Dieses wird anhand von einigen wenigen Beispielen deutlich gemacht. Das einfache Telefonsystem wird „zur persönlichen universalen Telekommunikation" ausgebaut, d. h. jeder Teilnehmer ist weltweit permanent erreichbar und wird in dem System mit seiner Nummer und unter seiner Identität weitergereicht. Ich will hier nicht das Thema Datenschutz ansprechen, das sicherlich bei der Entwicklung dieses Dienstes berücksichtigt werden muß.

Ein anderer Trend führt weg vom konventionellen Fernmeldenetz zu den globalen Satelliten-Kommunikationssystemen, ein Vorschlag, der in allerletzter Zeit von kompetenten Erfindern und Innovatoren gebracht worden ist. Inwieweit ein solches System mit einer Vielzahl von Satelliten das bestehende terrestrische Netz ablösen kann, ist eine offene Frage.

Ich habe zu den einfachen Systemen „Multimedia" geschrieben, um zu provozieren, weil ich meine, daß der nächste Schritt, wie wir alle auf der CeBIT-Messe in Hannover so deutlich an dem Beispiel der Dresdner Frauenkirche bewundern konnten, zeigt, welches Potential in zukünftigen komplexen Diensten wie z. B. „Virtual Reality" stecken kann.

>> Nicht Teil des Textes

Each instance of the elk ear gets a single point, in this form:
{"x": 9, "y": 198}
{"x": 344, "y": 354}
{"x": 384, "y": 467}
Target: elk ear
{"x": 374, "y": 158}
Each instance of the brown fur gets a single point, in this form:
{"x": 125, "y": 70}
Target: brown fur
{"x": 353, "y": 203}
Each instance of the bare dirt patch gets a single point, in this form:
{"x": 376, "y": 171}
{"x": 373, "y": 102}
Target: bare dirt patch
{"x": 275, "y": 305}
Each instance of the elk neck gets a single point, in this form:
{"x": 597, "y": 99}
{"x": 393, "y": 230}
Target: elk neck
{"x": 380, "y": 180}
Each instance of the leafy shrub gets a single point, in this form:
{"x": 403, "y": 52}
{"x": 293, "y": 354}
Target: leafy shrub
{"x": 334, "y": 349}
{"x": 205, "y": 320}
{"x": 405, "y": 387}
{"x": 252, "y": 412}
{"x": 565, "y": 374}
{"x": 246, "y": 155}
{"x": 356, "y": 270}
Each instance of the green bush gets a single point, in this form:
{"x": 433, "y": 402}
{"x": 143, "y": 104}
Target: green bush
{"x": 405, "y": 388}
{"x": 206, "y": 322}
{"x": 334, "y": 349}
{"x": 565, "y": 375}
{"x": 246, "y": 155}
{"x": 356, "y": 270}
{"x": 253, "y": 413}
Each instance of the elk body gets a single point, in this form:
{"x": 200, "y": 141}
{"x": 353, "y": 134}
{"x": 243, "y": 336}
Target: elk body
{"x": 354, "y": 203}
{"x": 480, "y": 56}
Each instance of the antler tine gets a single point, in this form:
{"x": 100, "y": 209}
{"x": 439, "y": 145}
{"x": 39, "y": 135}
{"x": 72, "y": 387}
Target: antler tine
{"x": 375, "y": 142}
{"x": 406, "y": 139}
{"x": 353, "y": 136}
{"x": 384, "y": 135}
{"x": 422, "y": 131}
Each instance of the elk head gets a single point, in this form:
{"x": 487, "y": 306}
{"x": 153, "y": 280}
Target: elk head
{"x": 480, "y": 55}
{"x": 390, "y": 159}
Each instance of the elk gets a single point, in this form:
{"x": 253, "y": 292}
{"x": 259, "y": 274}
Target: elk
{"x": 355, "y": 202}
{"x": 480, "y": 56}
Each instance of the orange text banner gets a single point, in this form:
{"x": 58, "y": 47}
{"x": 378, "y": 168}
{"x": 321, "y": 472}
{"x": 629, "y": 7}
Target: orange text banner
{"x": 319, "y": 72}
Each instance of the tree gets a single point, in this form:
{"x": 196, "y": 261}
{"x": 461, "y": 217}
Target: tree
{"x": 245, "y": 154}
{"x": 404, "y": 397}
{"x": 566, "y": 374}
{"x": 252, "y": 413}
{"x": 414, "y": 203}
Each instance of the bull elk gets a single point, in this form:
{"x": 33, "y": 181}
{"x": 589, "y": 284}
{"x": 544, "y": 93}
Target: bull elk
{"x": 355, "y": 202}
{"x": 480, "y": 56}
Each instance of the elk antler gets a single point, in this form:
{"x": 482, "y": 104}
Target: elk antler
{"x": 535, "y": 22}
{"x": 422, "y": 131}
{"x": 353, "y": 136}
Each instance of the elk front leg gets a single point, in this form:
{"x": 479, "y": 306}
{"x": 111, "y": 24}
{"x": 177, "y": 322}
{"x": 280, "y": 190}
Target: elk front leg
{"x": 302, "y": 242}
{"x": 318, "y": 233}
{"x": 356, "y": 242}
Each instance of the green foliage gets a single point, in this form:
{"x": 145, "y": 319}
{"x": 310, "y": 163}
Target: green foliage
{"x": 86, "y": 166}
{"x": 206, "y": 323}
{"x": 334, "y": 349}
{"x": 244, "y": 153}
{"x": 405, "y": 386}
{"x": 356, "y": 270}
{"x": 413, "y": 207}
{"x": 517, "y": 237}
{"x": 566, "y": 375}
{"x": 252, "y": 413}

Lassen Sie mich mit meiner letzten These noch den Bogen zurückschlagen zu meinen Eingangsbemerkungen.

These 9:
Die möglichen technischen Entwicklungen setzen voraus, daß die Menschen sich mit den neuen Techniken einlassen werden.

Diese Frage ist sicherlich ein bedeutender Diskussionspunkt für die zukünftige Entwicklung.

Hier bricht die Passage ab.